Fiction that doesn’t necessarily draw from own experiences – it happens so rarely that it’s almost surprising. Fortunately, Daniël Rovers (1975) did not see a bone in it, as it turns out Forgotten masters, his fourth and if I’m not mistaken most ambitious novel. In it he describes one day in the lives of three women and two men, all associated with the Dumas, or the Rijksmuseum Dutch Masters, located on Amsterdam’s Museumplein. The workday ends with a big alarm, but that plotline dangles a bit. It is much more about these freelancers, whose inner life the reader gets to know chapter after chapter – although it takes a while before you can tell them apart.
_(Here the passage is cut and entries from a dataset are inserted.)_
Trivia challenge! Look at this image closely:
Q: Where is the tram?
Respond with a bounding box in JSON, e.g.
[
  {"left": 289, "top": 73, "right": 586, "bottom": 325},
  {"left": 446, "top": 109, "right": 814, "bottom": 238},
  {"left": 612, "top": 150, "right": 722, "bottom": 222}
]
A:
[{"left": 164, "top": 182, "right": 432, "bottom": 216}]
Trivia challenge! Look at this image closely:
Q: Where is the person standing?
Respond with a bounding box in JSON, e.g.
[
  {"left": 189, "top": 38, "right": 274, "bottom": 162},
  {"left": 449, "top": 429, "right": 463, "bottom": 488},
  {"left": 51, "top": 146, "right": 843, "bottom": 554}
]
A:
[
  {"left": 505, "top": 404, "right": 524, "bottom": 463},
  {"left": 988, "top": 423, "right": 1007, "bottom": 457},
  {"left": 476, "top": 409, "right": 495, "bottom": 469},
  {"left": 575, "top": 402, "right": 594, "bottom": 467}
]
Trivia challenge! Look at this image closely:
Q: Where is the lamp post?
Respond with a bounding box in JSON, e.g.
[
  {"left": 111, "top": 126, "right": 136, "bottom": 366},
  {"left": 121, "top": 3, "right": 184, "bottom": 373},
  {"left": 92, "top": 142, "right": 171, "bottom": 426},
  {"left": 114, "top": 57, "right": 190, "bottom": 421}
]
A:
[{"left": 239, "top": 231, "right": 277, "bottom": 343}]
Three work in Dumas as tour guides, one speaks in audio tours and one gives drawing lessons. There’s an ex-actress with anxiety disorders, a woman who spends her free hours with strapons, a woman who is bored to death with her good husband, a shy man with a horrific skin condition, a lonely drinking brother who continues to mourn. for his dead mother.
staggered perspective
This sounds very heavy, but that’s not how the novel reads at all – thanks to the perspective that changes per chapter, thanks to Rovers’ fun writing, and above all thanks to his at times sharp and very witty observations. About the woman with the boring marriage: ‘When she and Hent gave each other a kiss, a real kiss, with their tongues entwined, she thought that they were doing something childish or forbidden – a violation of the incest ban. ‘ About the art teacher, who has a hard time forming an opinion: ‘At such moments he became the press officer of his own business, a man who had instructed himself to reveal as little as possible about what was going on inside him.’ Further on: ‘He had resolved at the age of thirty that he would no longer blame his parents and had reversed it at the age of forty.’
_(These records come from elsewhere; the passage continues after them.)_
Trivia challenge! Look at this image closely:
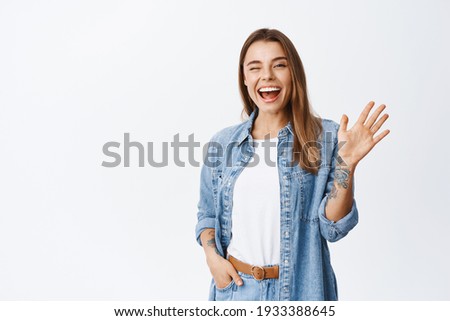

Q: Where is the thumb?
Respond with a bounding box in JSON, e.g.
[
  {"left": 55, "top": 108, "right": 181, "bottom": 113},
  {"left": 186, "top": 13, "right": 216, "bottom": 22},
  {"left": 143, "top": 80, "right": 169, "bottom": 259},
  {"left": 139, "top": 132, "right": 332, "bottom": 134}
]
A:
[
  {"left": 228, "top": 268, "right": 244, "bottom": 286},
  {"left": 340, "top": 114, "right": 348, "bottom": 131}
]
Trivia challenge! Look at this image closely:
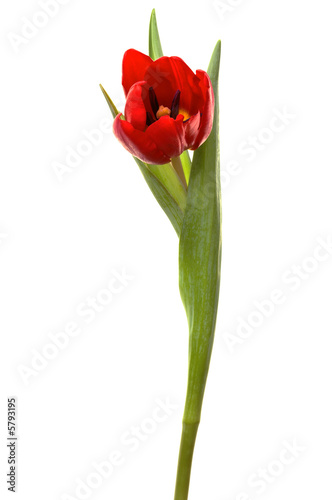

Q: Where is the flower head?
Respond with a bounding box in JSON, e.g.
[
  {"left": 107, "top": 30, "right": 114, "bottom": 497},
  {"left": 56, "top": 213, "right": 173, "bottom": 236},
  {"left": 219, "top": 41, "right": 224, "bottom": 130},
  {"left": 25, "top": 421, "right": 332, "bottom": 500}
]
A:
[{"left": 113, "top": 49, "right": 214, "bottom": 165}]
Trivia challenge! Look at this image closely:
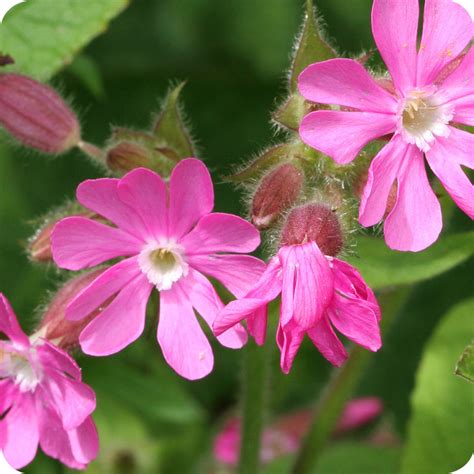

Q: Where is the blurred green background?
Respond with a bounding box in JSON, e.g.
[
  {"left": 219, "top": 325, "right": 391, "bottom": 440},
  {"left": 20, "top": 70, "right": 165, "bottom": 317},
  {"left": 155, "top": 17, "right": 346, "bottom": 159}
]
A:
[{"left": 0, "top": 0, "right": 472, "bottom": 474}]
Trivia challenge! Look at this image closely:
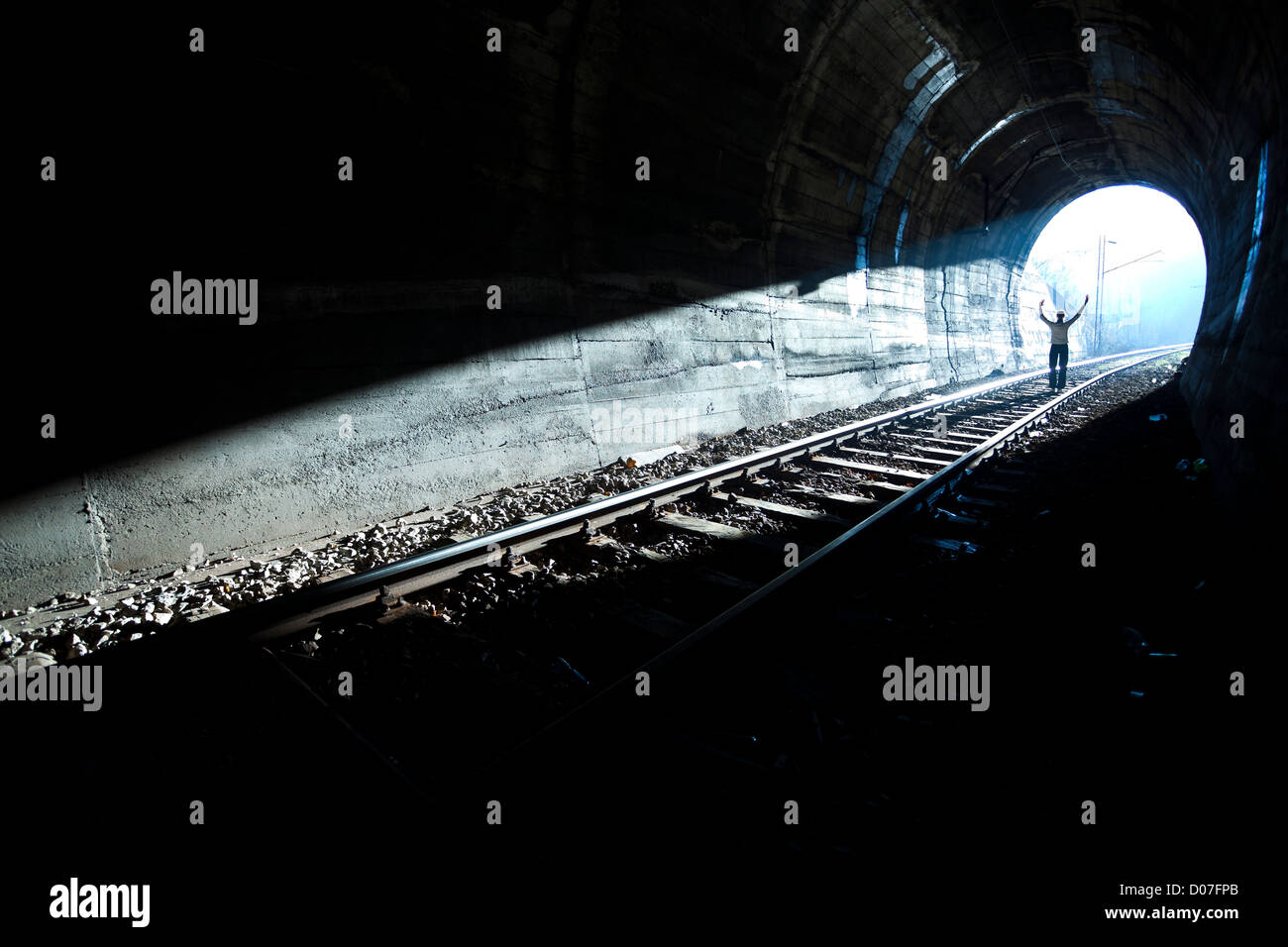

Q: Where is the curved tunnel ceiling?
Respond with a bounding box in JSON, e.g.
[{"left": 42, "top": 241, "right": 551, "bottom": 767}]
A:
[{"left": 770, "top": 0, "right": 1279, "bottom": 280}]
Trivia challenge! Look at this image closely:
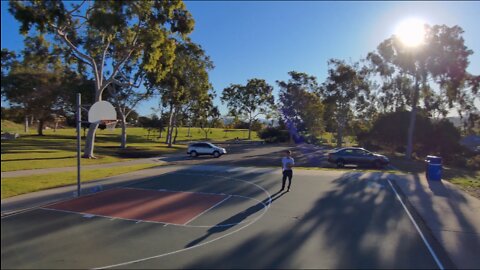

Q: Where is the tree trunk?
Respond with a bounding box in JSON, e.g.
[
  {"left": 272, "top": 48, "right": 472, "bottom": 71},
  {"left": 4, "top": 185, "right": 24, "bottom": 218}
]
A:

In passing, Rovers portrays the cultural scene, embodied in Dumas’s head of communication Raf De Kesel, ‘also called De Rat, De Kwezel or Rat De Kwezel’ – such a Fleming, so to speak, with smooth talk. ‘You didn’t stop innovation, so you had better give yourself completely to it.’ In any case, the writer has a keen ear for contemporary platitudes. Quite a few chapters close by listing the jaded expressions people like you and me use. Such as: ‘reinventing yourself’, ‘will come very close’, ‘giving a place’, ‘a double feeling’, ‘going through the dust’, ‘it felt like a liberation’, ‘does not recognize itself in the sketched image’.
Stepping off the grid
It works very well that the writer occasionally steps out of his own narrative frame. For example, the ‘Tronies’ chapter is filled with mini-portraits of visitors who are walking around in the museum at that moment (just before the big alarm). ‘Junizoro Abe (1941) stared at the large, old hands of the old lady on that canvas by Nicolaes Maes. He had always hoped to marry a woman with beautiful hands and beautiful feet: had he been too picky?’
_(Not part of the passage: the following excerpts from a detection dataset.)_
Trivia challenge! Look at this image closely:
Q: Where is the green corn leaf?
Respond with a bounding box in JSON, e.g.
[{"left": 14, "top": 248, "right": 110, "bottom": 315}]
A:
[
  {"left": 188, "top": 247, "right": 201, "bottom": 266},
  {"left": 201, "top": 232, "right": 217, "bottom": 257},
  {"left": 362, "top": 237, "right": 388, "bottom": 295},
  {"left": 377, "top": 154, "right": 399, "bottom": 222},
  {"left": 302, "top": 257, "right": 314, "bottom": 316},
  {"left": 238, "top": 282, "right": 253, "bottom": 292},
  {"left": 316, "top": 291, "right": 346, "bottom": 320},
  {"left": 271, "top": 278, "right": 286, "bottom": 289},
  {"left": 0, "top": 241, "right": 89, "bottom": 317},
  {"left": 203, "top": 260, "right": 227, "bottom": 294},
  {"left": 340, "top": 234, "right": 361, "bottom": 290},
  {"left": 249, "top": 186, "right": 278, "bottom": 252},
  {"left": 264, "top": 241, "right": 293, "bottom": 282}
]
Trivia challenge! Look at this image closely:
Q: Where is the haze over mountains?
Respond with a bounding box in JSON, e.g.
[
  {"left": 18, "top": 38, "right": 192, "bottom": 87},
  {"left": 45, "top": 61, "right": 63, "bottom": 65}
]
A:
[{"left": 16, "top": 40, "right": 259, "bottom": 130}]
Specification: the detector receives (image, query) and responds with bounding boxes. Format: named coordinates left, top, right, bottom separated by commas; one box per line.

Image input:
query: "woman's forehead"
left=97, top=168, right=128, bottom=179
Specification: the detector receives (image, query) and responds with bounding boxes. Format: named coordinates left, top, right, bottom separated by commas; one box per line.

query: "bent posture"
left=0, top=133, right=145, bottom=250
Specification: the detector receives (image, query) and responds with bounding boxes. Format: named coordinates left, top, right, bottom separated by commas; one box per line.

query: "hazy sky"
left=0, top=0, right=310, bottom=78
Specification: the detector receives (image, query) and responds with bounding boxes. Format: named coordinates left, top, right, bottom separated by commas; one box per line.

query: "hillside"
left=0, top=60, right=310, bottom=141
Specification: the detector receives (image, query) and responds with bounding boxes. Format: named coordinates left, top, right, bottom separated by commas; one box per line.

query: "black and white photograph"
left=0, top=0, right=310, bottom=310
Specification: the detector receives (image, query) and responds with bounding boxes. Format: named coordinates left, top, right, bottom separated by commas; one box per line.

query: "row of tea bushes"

I also had a lot of fun with Rovers’ descriptions of metropolitan phenomena. For example, his characterization of a catering establishment right behind the Concertgebouw is very striking, which resembles the real Welling café. ‘In Wiendels you could feel young, because there was always someone who walked even more difficult than you, who had had at least one more hip operation, who had more trouble limiting her wine consumption to about five glasses.’ Said lone drinking brother – by far the most touching character of the five – has been visiting once a week for years, ‘and yet he had never become one of the regulars’.
Finally, it is worth noting that most of the chapters bear titles of famous paintings. Sometimes the link with what is described is obvious, sometimes puzzling, but it does work. Before you know it, Google the image in question. It also turns this intelligent, rich novel into a lesson in looking.
Daniel Rovers: Forgotten Masters. World Library; 480 pages; € 24.99.